Significance in comparison with hands
Finally, note that Recently, studies have become popular arguing that footwork does not significantly affect crawl speed compared to hands (in particular, here is a link to an English-language study).
Without dispute the correctness of these tests, we note that they need to be interpreted correctly: they do not mean at all that you need to abandon the development of the legs and engage in hands, or that their technique is not so important.
Firstly leg swings are essential to balancing the body and maintaining its correct position in the water – it is extremely difficult to swim on one hand.
Second , the correct work of the legs, no doubt, gives a tangible increase in speed – try to swim only at the expense of your hands (with a ball between your legs), and then in full coordination.
Swimming: Footwork Technique
In order to keep the feet close to the surface of the water, we recommend for most swimmers the six-stroke version of the crawl, in which for a full cycle of arm movements, the legs perform six strokes – three each. If you swing your legs for a while, it’s natural to start swimming in a six-beat rhythm without even realizing it.
In order to give acceleration with the legs, high flexibility of the ankles is necessary. Elite swimmers are distinguished by the ability to “pull the toe” very strongly, arching the foot
Kicking is necessary for two main reasons: first, to keep them as close to the surface of the water as possible, and second, to optimize forward movement. As discussed later, efficient and frequent footwork is more important for elite pool sprinters. For triathletes and long-distance master swimmers, striking is primarily about maintaining balance and keeping the legs as high as possible with minimal effort.

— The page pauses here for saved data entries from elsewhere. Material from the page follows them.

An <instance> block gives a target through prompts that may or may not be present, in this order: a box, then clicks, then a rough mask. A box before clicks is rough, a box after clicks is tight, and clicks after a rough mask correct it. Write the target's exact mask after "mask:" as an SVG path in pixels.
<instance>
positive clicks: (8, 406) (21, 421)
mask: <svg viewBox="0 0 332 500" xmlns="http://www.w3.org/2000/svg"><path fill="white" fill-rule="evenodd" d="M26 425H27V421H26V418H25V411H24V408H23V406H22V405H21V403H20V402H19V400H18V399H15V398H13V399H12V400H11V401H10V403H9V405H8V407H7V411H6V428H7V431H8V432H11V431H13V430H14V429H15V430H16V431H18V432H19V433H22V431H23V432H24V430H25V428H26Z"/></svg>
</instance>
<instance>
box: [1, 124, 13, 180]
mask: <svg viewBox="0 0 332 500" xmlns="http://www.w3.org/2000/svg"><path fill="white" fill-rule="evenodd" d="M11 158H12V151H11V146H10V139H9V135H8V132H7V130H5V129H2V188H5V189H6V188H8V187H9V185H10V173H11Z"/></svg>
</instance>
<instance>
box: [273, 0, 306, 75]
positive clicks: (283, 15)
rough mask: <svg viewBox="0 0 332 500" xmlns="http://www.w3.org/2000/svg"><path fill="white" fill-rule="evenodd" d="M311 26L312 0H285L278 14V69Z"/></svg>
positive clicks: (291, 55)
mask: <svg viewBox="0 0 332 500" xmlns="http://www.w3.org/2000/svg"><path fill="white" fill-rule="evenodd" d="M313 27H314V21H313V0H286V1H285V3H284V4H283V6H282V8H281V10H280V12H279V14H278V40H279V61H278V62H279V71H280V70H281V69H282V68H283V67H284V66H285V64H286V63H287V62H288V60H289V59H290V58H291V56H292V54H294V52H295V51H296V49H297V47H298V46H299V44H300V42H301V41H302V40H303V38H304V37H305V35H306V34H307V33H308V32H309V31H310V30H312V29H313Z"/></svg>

- For elite six-beat swimmers, footwork provides about 10-15% of the advance, the remaining 85-90% are hand strokes. Nevertheless, correct footwork is extremely important for them, since all participants in the heats have an almost equal chance of winning, so literally fractions of a second are important here. It should be remembered: it will take a lot of energy to increase the force of the blow, but in the end it will only slightly accelerate the overall progress.
- Elite swimmers are distinguished by the amazing flexibility of the joints of the ankles, knees and thighs. This quality helps to create such an angle of attack of the water at their feet, at which it is pushed backward, moving the whole body forward. Most adult swimmers cannot do this – this can only be achieved through constant, persistent, purposeful training almost from childhood. It should also be remembered that in triathletes, good flexibility in the foot can significantly reduce the potential for injuries to the ankle.
- For this reason, for most adult swimmers and triathletes, increasing advancing leg work is a challenge. almost beyond the realm of possibility. At best, footwork will provide them with 5% advancement. In long-distance swims, such swimmers, on the contrary, try to reduce their energy consumption for footwork, “redirect” it to strokes, and this leads to faster progress in the water.
Moving with a straight leg helps to maintain a high body position
Good kick technique means: it is not from the knee, but from the hip; the knee at this time remains free, relaxed, slightly bent at the joint during movement.
Triathletes are more prone to impact from the knee, while they often bend it too much. Perhaps this movement is somewhat reminiscent of running or cycling (underwater). These movements consume a lot of energy, and they also increase the resistance of the water. On a knee strike, the quadriceps (muscles of the anterior and lateral surfaces of the thigh), groups of the posterior muscles of the thigh, are involved, during which a lot of oxygen is burned. If you get the feeling that you are panting while swimming, it may be because you are throwing kicks from the knee.
In swimming, it is much more technical to do kicks with straight, relaxed legs from the hip. They are less energy intensive, help maintain a high position of the body in the water, thereby reducing the force of resistance. Use the Ballet Kicks, Torpedo Kicks, and Swim Back exercises (see Exercises for Swimmers) to learn this technique.